3.7. Access Control Examples
The access control facility provided by the access directive is quite powerful. This section shows some examples of it's use. First, some simple examples:
access to * by * read |
This access directive grants read access to everyone.
The following example shows the use of a regular expression to select the entries by DN in two access directives where ordering is significant.
access to dn=".*, o=U of M, c=US" by * search access to dn=".*, c=US" by * read |
Read access is granted to entries under the c=US subtree, except for those entries under the "o=U of M, c=US" subtree, to which search access is granted. No access is granted to c=US as neither access directive matches this DN.If the order of these access directives was reversed, the U-M-specific directive would never be matched, since all U-M entries are also c=US entries.
Another way to implement the same access controls is:
access to dn.children="dc=example,dc=com" by * search access to dn.children="dc=com" by * read |
Read access is granted to entries under the dc=com subtree, except for those entries under the dc=example,dc=com subtree, to which search access is granted. No access is granted to dc=com as neither access directive matches this DN. If the order of these access directives was reversed, the trailing directive would never be reached, since all entries under dc=example,dc=com are also under dc=com entries.
Note: Also note that if no access to directive or no "by <who>" clause matches, access is denied. That is, every access to directive ends with an implicit by * none clause and every access list ends with an implicit access to * by * none directive.
The next example again shows the importance of ordering, both of the access directives and the "by <who>" clauses. It also shows the use of an attribute selector to grant access to a specific attribute and various <who> selectors.
access to dn.subtree="dc=example,dc=com" attr=homePhone by self write by dn.children=dc=example,dc=com" search by peername=IP:10\..+ read access to dn.subtree="dc=example,dc=com" by self write by dn.children="dc=example,dc=com" search by anonymous auth |
This example applies to entries in the "dc=example,dc=com" subtree.
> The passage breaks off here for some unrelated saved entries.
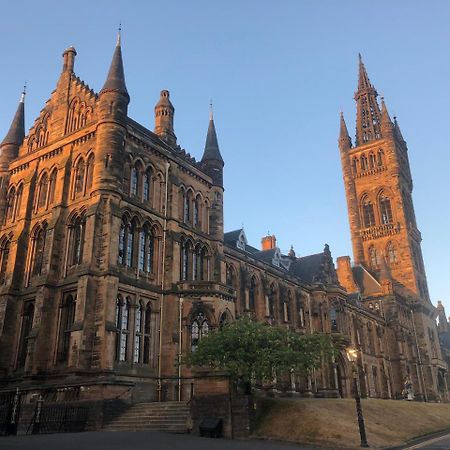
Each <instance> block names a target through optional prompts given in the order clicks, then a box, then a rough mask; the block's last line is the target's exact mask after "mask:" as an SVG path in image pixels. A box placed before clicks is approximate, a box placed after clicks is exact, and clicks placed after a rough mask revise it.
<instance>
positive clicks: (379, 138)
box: [355, 55, 381, 146]
mask: <svg viewBox="0 0 450 450" xmlns="http://www.w3.org/2000/svg"><path fill="white" fill-rule="evenodd" d="M377 96H378V93H377V91H376V89H375V88H374V87H373V86H372V84H371V83H370V80H369V76H368V75H367V71H366V68H365V66H364V63H363V61H362V58H361V55H359V77H358V90H357V91H356V92H355V100H356V105H357V110H356V145H357V146H358V145H364V144H365V143H367V142H370V141H373V140H376V139H380V138H381V129H380V121H381V112H380V108H379V106H378V103H377Z"/></svg>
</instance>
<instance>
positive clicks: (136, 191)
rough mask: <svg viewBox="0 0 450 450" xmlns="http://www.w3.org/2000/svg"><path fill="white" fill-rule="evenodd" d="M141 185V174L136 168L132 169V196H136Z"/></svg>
mask: <svg viewBox="0 0 450 450" xmlns="http://www.w3.org/2000/svg"><path fill="white" fill-rule="evenodd" d="M138 185H139V172H138V169H137V167H136V166H134V167H132V168H131V183H130V195H132V196H136V195H137V192H138Z"/></svg>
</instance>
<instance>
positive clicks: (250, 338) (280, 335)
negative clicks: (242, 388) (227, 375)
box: [185, 317, 336, 382]
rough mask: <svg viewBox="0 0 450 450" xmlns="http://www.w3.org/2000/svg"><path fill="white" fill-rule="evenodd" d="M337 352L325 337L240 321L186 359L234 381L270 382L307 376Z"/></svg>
mask: <svg viewBox="0 0 450 450" xmlns="http://www.w3.org/2000/svg"><path fill="white" fill-rule="evenodd" d="M335 352H336V349H335V346H334V345H333V342H332V339H331V336H329V335H327V334H325V333H313V334H308V335H302V334H299V333H296V332H294V331H292V330H290V329H289V328H287V327H283V326H277V325H269V324H267V323H264V322H257V321H253V320H251V319H250V318H248V317H241V318H239V319H237V320H235V321H234V322H231V323H226V324H224V325H223V326H222V327H220V328H218V329H217V330H213V331H211V332H210V334H209V335H208V336H205V337H203V338H202V339H201V340H200V342H199V344H198V347H197V348H196V350H195V351H193V352H191V353H189V354H187V355H185V361H186V362H187V363H189V364H191V365H198V366H209V367H211V368H213V369H222V370H225V371H226V372H228V374H229V375H230V377H231V378H232V379H233V380H234V381H238V380H239V381H244V382H249V381H251V380H252V379H272V378H273V376H274V375H280V374H281V373H288V372H289V371H290V370H294V371H295V372H297V373H307V372H308V371H309V370H311V369H313V368H318V367H320V366H321V365H322V363H323V361H324V358H325V359H326V360H328V359H329V358H330V357H331V356H332V355H333V354H334V353H335Z"/></svg>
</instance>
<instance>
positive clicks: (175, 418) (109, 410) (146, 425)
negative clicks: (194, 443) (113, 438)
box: [102, 402, 189, 433]
mask: <svg viewBox="0 0 450 450" xmlns="http://www.w3.org/2000/svg"><path fill="white" fill-rule="evenodd" d="M188 418H189V406H188V405H187V403H186V402H160V403H159V402H152V403H136V404H132V405H130V404H125V403H112V404H110V405H108V406H107V408H105V410H104V413H103V427H102V428H103V430H105V431H166V432H170V433H186V431H187V423H188Z"/></svg>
To all attributes except homePhone, an entry can write to itself, entries under example.com entries can search by them, anybody else has no access (implicit by * none) excepting for authentication/authorization (which is always done anonymously). The homePhone attribute is writable by the entry, searchable by entries under example.com, readable by clients connecting from network 10, and otherwise not readable (implicit by * none). All other access is denied by the implicit access to * by * none.
Sometimes it is useful to permit a particular DN to add or remove itself from an attribute. For example, if you would like to create a group and allow people to add and remove only their own DN from the member attribute, you could accomplish it with an access directive like this:
access to attr=member,entry by dnattr=member selfwrite |
The dnattr <who> selector says that the access applies to entries listed in the member attribute. The selfwrite access selector says that such members can only add or delete their own DN from the attribute, not other values. The addition of the entry attribute is required because access to the entry is required to access any of the entry's attributes.